There, starting early Monday afternoon, the weather conditions began to deteriorate, and several places were left without electricity.
Numerous people with vulnerable homes – made of wood and thatched roofs – were evacuated and sheltered in the homes of relatives.
The provincial station Radio Caribe suffered damage to the roof of the lobby, according to its workers. In the shared video it is possible to appreciate the strong winds.
Photos of fallen trees and branches (but not much more damage) can be seen in the areas near the Heroes del Baire Hospital, located in Nueva Gerona.
According to Insmet, the Cuban Meteorology Service, at 9:00 a.m. Tuesday some of the most significant rain accumulations reported were in the “Cuba-France Friendship” meteorological stations with 148.7 millimeters, 134.4 millimeters in La Fe and 121.0 millimeters in Punta del Este, all in the special municipality of Isla de la Juventud.
By dawn Tuesday it stopped raining on the Isle of Youth and the gusts of wind were not felt, but the news is still limited. Journalist Gerardo Mayet reported on his networks: “there is no electricity [since Monday] and many do not have a charge on their mobile phones. With improved weather the Municipal Defense Council can visit the remote areas. Here in my radius of action (Nueva Gerona) I don’t see much damage.

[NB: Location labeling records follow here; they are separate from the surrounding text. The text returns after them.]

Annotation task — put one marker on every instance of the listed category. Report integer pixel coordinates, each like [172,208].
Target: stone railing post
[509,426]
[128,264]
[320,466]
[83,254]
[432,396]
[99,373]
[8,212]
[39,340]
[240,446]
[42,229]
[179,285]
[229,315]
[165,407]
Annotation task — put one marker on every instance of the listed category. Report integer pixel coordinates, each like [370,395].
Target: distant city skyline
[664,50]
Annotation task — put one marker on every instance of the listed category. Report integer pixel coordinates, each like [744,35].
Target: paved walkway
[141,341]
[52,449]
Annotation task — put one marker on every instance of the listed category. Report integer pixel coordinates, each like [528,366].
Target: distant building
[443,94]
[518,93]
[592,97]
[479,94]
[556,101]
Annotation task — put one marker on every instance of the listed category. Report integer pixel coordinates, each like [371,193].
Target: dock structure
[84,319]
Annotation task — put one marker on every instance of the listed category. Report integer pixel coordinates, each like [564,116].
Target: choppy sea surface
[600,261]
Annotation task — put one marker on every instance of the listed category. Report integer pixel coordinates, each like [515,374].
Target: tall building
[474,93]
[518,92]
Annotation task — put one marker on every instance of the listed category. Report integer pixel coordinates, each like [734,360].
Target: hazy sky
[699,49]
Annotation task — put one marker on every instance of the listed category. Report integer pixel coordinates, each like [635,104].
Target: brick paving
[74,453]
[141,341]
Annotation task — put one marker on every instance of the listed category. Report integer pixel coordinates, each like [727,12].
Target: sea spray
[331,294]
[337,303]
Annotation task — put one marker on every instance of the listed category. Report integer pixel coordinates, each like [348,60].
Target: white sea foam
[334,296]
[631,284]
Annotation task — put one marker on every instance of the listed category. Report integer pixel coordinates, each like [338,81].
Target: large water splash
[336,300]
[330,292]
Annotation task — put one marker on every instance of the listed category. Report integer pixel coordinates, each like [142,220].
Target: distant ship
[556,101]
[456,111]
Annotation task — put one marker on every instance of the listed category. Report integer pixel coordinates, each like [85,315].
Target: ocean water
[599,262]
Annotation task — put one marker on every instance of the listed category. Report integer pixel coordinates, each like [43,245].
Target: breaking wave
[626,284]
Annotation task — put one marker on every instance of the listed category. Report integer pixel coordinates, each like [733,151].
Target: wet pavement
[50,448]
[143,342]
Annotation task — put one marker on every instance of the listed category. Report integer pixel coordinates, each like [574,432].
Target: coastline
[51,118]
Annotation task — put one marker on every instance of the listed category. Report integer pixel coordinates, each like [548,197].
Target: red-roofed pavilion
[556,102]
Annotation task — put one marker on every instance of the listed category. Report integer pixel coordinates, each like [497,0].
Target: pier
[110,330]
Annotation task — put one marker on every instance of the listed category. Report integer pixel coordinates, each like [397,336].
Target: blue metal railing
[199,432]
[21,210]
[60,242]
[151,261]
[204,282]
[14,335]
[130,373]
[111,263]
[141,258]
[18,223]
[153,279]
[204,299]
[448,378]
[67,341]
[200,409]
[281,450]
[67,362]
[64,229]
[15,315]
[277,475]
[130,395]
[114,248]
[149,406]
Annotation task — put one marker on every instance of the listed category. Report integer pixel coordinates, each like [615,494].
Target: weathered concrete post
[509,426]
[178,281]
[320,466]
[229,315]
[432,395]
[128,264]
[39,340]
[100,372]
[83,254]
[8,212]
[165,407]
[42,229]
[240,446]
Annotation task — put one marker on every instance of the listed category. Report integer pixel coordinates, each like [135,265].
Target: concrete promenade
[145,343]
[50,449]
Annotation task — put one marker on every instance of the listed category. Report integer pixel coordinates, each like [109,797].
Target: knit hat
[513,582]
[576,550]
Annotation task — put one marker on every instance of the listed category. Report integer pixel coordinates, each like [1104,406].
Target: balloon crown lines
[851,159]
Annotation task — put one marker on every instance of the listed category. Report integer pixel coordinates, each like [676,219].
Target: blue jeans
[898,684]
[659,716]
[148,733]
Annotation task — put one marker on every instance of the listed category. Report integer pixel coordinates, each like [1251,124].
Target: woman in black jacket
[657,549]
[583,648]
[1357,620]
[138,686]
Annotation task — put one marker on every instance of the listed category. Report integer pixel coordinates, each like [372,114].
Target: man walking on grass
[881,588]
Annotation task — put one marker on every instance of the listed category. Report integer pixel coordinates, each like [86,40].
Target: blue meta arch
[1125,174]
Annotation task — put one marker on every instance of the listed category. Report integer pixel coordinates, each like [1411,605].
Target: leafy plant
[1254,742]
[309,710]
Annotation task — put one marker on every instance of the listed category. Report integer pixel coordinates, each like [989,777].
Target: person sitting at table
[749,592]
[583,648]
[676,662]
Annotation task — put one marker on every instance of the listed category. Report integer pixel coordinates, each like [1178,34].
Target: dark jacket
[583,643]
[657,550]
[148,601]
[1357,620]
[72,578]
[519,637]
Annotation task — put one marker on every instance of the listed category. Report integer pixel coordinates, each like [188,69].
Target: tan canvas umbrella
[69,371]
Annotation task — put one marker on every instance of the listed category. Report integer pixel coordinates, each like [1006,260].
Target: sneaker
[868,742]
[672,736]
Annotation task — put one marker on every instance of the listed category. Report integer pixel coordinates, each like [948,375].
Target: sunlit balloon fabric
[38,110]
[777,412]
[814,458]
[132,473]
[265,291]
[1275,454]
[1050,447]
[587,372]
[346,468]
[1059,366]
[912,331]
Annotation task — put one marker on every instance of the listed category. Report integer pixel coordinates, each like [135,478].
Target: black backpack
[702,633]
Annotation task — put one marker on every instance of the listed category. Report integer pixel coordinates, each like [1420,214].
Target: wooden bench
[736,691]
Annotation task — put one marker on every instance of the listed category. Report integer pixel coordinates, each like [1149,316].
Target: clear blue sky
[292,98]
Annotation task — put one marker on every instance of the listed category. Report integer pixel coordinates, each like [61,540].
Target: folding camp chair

I suppose to the south and in La Fe, yes.”
The social networks, communicators profiles, and local press media remain, for the most part, without updating. The latest posts date from 13 hours ago. The last message from the well-known journalist Yuliet Perez (La Yuli de Cuba), a resident of La Fe, was at dawn: “What fear… outside everything roars and rattles.”
When there is no danger, the residents of Pinar del Río, Isla de la Juventud, and the rest of western Cuba, hit by the “other” tragedy, will take to the streets. Surely, we will see the available aid arrive there, the help sent in a symbolic way by the Cubans who were able to sleep.
Meanwhile, some will continue to wonder what we have done to deserve this. Others, more positive, will question: now what do we do?